The Messages We Send

This past weekend I attended and presented at a conference, hosted in a high school. Entering through the front door of the school, this large banner was one of the first things anyone would see.

Image 20170312 143033

I certainly understand why a school staff would be happy, even proud, about receiving their state accreditation, especially if they had failed multiple times in the past.1 And this is not intended to be a slam on them.

However, is that the message they want to communicate to the school community? Is that really the most important characteristic of this school? A distinction for which the school administration felt compelled to purchase a large banner and display it in a prominent place for all to see?

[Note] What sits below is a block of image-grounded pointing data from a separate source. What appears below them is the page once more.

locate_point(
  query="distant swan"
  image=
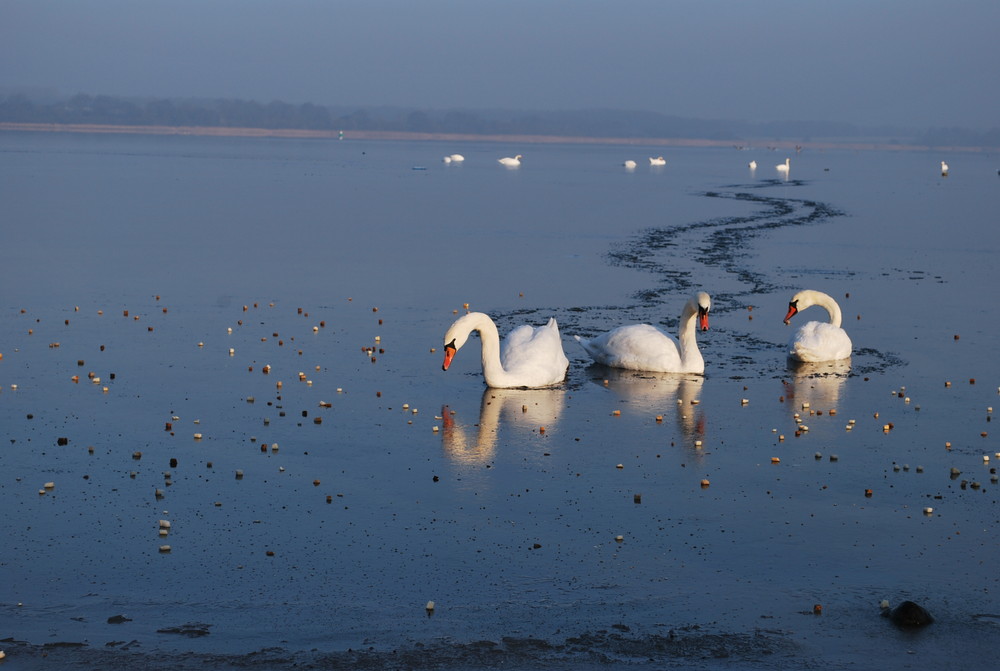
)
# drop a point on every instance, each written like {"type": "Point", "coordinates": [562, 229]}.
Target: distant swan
{"type": "Point", "coordinates": [817, 341]}
{"type": "Point", "coordinates": [645, 347]}
{"type": "Point", "coordinates": [531, 358]}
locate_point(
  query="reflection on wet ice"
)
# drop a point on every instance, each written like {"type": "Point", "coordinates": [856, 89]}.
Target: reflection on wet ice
{"type": "Point", "coordinates": [526, 410]}
{"type": "Point", "coordinates": [817, 384]}
{"type": "Point", "coordinates": [657, 394]}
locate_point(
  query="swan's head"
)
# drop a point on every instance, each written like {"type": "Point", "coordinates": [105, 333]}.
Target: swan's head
{"type": "Point", "coordinates": [456, 336]}
{"type": "Point", "coordinates": [800, 301]}
{"type": "Point", "coordinates": [703, 303]}
{"type": "Point", "coordinates": [804, 299]}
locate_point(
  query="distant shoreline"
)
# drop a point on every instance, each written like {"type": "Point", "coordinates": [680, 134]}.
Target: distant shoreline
{"type": "Point", "coordinates": [218, 131]}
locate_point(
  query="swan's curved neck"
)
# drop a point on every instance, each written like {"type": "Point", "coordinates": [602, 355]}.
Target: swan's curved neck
{"type": "Point", "coordinates": [493, 370]}
{"type": "Point", "coordinates": [831, 306]}
{"type": "Point", "coordinates": [689, 351]}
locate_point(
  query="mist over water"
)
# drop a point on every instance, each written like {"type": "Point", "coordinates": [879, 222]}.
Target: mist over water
{"type": "Point", "coordinates": [373, 482]}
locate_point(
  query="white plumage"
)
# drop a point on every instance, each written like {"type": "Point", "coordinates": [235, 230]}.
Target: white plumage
{"type": "Point", "coordinates": [817, 341]}
{"type": "Point", "coordinates": [645, 347]}
{"type": "Point", "coordinates": [532, 357]}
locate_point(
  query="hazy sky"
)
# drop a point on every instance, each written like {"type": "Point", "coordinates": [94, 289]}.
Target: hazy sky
{"type": "Point", "coordinates": [904, 62]}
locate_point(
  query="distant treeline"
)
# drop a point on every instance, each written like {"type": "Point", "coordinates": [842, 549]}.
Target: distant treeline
{"type": "Point", "coordinates": [110, 110]}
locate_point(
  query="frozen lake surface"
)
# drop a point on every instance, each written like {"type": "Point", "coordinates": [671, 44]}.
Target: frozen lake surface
{"type": "Point", "coordinates": [242, 337]}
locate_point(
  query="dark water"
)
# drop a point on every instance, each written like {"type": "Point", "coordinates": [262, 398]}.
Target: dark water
{"type": "Point", "coordinates": [339, 266]}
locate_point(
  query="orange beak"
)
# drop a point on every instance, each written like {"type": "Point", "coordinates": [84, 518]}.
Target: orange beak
{"type": "Point", "coordinates": [449, 354]}
{"type": "Point", "coordinates": [702, 318]}
{"type": "Point", "coordinates": [791, 312]}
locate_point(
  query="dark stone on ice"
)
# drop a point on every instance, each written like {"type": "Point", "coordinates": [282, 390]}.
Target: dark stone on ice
{"type": "Point", "coordinates": [908, 615]}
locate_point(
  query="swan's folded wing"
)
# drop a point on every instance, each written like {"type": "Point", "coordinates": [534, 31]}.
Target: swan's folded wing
{"type": "Point", "coordinates": [819, 341]}
{"type": "Point", "coordinates": [540, 349]}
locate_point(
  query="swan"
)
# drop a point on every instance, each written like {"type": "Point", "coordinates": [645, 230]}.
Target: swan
{"type": "Point", "coordinates": [817, 341]}
{"type": "Point", "coordinates": [645, 347]}
{"type": "Point", "coordinates": [532, 357]}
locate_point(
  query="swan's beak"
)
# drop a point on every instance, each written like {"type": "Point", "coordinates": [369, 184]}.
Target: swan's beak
{"type": "Point", "coordinates": [703, 318]}
{"type": "Point", "coordinates": [791, 312]}
{"type": "Point", "coordinates": [449, 354]}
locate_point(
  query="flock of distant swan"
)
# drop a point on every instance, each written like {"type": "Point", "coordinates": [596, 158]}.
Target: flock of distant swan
{"type": "Point", "coordinates": [654, 161]}
{"type": "Point", "coordinates": [533, 357]}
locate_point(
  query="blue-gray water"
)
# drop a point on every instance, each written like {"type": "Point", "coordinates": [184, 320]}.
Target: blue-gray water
{"type": "Point", "coordinates": [339, 266]}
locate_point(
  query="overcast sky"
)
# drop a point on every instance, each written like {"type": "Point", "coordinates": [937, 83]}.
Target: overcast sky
{"type": "Point", "coordinates": [902, 62]}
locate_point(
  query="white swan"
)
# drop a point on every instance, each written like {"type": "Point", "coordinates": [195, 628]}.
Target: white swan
{"type": "Point", "coordinates": [645, 347]}
{"type": "Point", "coordinates": [817, 341]}
{"type": "Point", "coordinates": [532, 357]}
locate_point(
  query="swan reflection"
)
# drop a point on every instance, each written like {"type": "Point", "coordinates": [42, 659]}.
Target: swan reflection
{"type": "Point", "coordinates": [819, 384]}
{"type": "Point", "coordinates": [523, 410]}
{"type": "Point", "coordinates": [654, 394]}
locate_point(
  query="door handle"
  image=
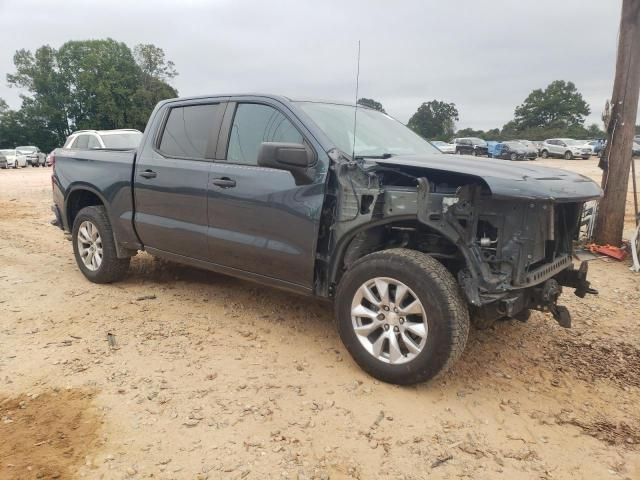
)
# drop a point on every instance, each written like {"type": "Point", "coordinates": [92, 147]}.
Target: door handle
{"type": "Point", "coordinates": [224, 182]}
{"type": "Point", "coordinates": [148, 174]}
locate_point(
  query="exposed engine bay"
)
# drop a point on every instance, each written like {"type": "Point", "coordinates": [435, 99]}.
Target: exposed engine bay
{"type": "Point", "coordinates": [509, 254]}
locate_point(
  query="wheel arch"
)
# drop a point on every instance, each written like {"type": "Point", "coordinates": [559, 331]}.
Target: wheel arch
{"type": "Point", "coordinates": [369, 238]}
{"type": "Point", "coordinates": [84, 195]}
{"type": "Point", "coordinates": [80, 196]}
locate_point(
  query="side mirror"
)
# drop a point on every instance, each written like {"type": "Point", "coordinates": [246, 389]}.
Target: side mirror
{"type": "Point", "coordinates": [296, 158]}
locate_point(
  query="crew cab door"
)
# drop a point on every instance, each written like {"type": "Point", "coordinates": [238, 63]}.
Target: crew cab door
{"type": "Point", "coordinates": [260, 220]}
{"type": "Point", "coordinates": [171, 178]}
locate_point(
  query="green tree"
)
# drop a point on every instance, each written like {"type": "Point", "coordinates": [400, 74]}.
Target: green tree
{"type": "Point", "coordinates": [557, 106]}
{"type": "Point", "coordinates": [434, 120]}
{"type": "Point", "coordinates": [371, 103]}
{"type": "Point", "coordinates": [151, 60]}
{"type": "Point", "coordinates": [92, 84]}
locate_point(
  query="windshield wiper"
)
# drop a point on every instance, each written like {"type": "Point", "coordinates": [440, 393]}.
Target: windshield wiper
{"type": "Point", "coordinates": [382, 156]}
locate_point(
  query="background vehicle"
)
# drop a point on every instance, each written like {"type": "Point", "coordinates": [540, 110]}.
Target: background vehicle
{"type": "Point", "coordinates": [14, 159]}
{"type": "Point", "coordinates": [123, 139]}
{"type": "Point", "coordinates": [566, 148]}
{"type": "Point", "coordinates": [406, 243]}
{"type": "Point", "coordinates": [34, 156]}
{"type": "Point", "coordinates": [531, 146]}
{"type": "Point", "coordinates": [444, 147]}
{"type": "Point", "coordinates": [513, 151]}
{"type": "Point", "coordinates": [596, 146]}
{"type": "Point", "coordinates": [471, 146]}
{"type": "Point", "coordinates": [50, 159]}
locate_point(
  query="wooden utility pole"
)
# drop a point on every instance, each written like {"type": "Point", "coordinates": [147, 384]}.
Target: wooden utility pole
{"type": "Point", "coordinates": [616, 159]}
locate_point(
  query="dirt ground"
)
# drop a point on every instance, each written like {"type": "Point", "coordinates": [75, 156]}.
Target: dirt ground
{"type": "Point", "coordinates": [177, 373]}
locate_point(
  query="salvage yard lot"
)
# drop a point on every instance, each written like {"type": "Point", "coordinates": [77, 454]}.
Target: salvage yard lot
{"type": "Point", "coordinates": [207, 376]}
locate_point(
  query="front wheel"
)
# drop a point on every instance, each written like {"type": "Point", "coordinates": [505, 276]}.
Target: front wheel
{"type": "Point", "coordinates": [401, 316]}
{"type": "Point", "coordinates": [94, 247]}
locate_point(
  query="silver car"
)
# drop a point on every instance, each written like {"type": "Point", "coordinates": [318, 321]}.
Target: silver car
{"type": "Point", "coordinates": [14, 159]}
{"type": "Point", "coordinates": [35, 157]}
{"type": "Point", "coordinates": [566, 148]}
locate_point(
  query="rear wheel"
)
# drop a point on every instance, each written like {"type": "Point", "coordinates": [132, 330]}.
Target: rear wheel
{"type": "Point", "coordinates": [401, 316]}
{"type": "Point", "coordinates": [94, 247]}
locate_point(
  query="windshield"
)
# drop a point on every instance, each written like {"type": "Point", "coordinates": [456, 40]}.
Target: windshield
{"type": "Point", "coordinates": [124, 141]}
{"type": "Point", "coordinates": [26, 149]}
{"type": "Point", "coordinates": [376, 134]}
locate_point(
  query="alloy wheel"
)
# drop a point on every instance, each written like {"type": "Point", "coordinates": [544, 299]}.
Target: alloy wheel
{"type": "Point", "coordinates": [389, 320]}
{"type": "Point", "coordinates": [90, 245]}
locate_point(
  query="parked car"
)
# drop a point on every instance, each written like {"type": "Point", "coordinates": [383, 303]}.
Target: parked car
{"type": "Point", "coordinates": [595, 146]}
{"type": "Point", "coordinates": [34, 156]}
{"type": "Point", "coordinates": [514, 151]}
{"type": "Point", "coordinates": [444, 147]}
{"type": "Point", "coordinates": [566, 148]}
{"type": "Point", "coordinates": [14, 158]}
{"type": "Point", "coordinates": [471, 146]}
{"type": "Point", "coordinates": [532, 146]}
{"type": "Point", "coordinates": [404, 242]}
{"type": "Point", "coordinates": [122, 139]}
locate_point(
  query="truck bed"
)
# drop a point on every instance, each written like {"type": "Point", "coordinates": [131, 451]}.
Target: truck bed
{"type": "Point", "coordinates": [109, 172]}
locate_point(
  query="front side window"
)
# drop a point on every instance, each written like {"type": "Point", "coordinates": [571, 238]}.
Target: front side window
{"type": "Point", "coordinates": [253, 124]}
{"type": "Point", "coordinates": [189, 130]}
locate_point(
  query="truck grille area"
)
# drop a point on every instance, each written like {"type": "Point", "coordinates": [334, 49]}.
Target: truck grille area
{"type": "Point", "coordinates": [525, 243]}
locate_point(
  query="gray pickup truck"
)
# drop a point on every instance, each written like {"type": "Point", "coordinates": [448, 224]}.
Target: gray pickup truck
{"type": "Point", "coordinates": [408, 243]}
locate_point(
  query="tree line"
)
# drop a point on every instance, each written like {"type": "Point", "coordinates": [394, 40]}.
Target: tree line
{"type": "Point", "coordinates": [559, 110]}
{"type": "Point", "coordinates": [89, 84]}
{"type": "Point", "coordinates": [104, 84]}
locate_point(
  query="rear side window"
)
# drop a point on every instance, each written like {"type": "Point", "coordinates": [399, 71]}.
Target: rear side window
{"type": "Point", "coordinates": [191, 131]}
{"type": "Point", "coordinates": [93, 142]}
{"type": "Point", "coordinates": [253, 124]}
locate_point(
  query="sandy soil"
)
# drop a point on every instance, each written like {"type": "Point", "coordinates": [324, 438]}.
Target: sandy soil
{"type": "Point", "coordinates": [207, 376]}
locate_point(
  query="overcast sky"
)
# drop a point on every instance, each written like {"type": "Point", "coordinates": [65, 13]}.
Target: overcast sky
{"type": "Point", "coordinates": [485, 56]}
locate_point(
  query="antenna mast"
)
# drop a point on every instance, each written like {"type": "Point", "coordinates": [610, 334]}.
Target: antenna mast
{"type": "Point", "coordinates": [355, 112]}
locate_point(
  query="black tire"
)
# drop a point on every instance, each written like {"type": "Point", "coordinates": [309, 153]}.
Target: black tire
{"type": "Point", "coordinates": [447, 316]}
{"type": "Point", "coordinates": [112, 268]}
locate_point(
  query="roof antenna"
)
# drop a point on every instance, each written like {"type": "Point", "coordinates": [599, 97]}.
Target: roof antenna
{"type": "Point", "coordinates": [355, 113]}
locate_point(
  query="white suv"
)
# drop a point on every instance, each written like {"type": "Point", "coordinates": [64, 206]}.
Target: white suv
{"type": "Point", "coordinates": [124, 139]}
{"type": "Point", "coordinates": [566, 148]}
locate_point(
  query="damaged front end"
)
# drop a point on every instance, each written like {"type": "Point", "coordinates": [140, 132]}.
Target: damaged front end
{"type": "Point", "coordinates": [505, 232]}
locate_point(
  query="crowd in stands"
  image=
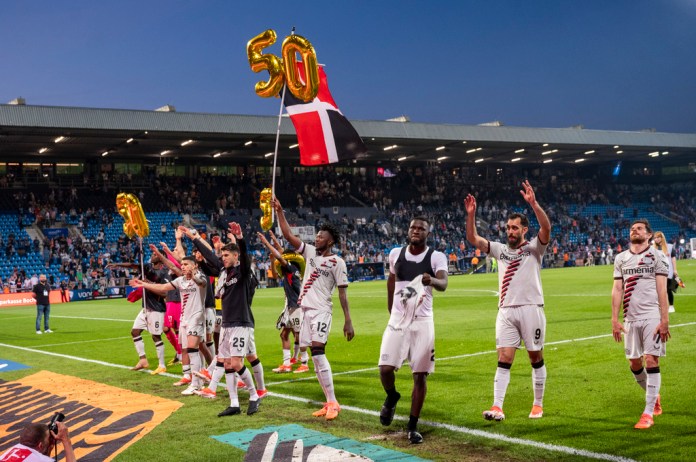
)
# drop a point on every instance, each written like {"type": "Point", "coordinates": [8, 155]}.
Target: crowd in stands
{"type": "Point", "coordinates": [590, 218]}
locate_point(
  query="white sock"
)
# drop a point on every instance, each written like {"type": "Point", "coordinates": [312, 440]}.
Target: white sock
{"type": "Point", "coordinates": [641, 377]}
{"type": "Point", "coordinates": [232, 388]}
{"type": "Point", "coordinates": [258, 375]}
{"type": "Point", "coordinates": [501, 381]}
{"type": "Point", "coordinates": [159, 346]}
{"type": "Point", "coordinates": [323, 370]}
{"type": "Point", "coordinates": [245, 375]}
{"type": "Point", "coordinates": [216, 375]}
{"type": "Point", "coordinates": [195, 367]}
{"type": "Point", "coordinates": [139, 346]}
{"type": "Point", "coordinates": [653, 390]}
{"type": "Point", "coordinates": [539, 383]}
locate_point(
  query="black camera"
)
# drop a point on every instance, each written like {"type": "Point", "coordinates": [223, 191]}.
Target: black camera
{"type": "Point", "coordinates": [57, 417]}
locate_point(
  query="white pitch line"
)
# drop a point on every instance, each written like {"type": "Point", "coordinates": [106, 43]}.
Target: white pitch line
{"type": "Point", "coordinates": [468, 355]}
{"type": "Point", "coordinates": [93, 319]}
{"type": "Point", "coordinates": [475, 432]}
{"type": "Point", "coordinates": [82, 341]}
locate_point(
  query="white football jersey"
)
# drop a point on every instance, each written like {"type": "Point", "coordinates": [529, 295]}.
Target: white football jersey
{"type": "Point", "coordinates": [192, 300]}
{"type": "Point", "coordinates": [638, 271]}
{"type": "Point", "coordinates": [322, 276]}
{"type": "Point", "coordinates": [519, 273]}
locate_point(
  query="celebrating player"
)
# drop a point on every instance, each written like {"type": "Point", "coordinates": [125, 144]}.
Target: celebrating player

I wonder what would have been on that banner if it was created by the staff instead. More importantly, what would it say if you asked students to design a banner communicating the most important attribute of the school?

Navigating the largely administrative, and somewhat political, processes behind the accreditation process is very important to school and district administrators.

I doubt many other members of the community understands that process, or would ever list it as one of the top aspects of a successful school.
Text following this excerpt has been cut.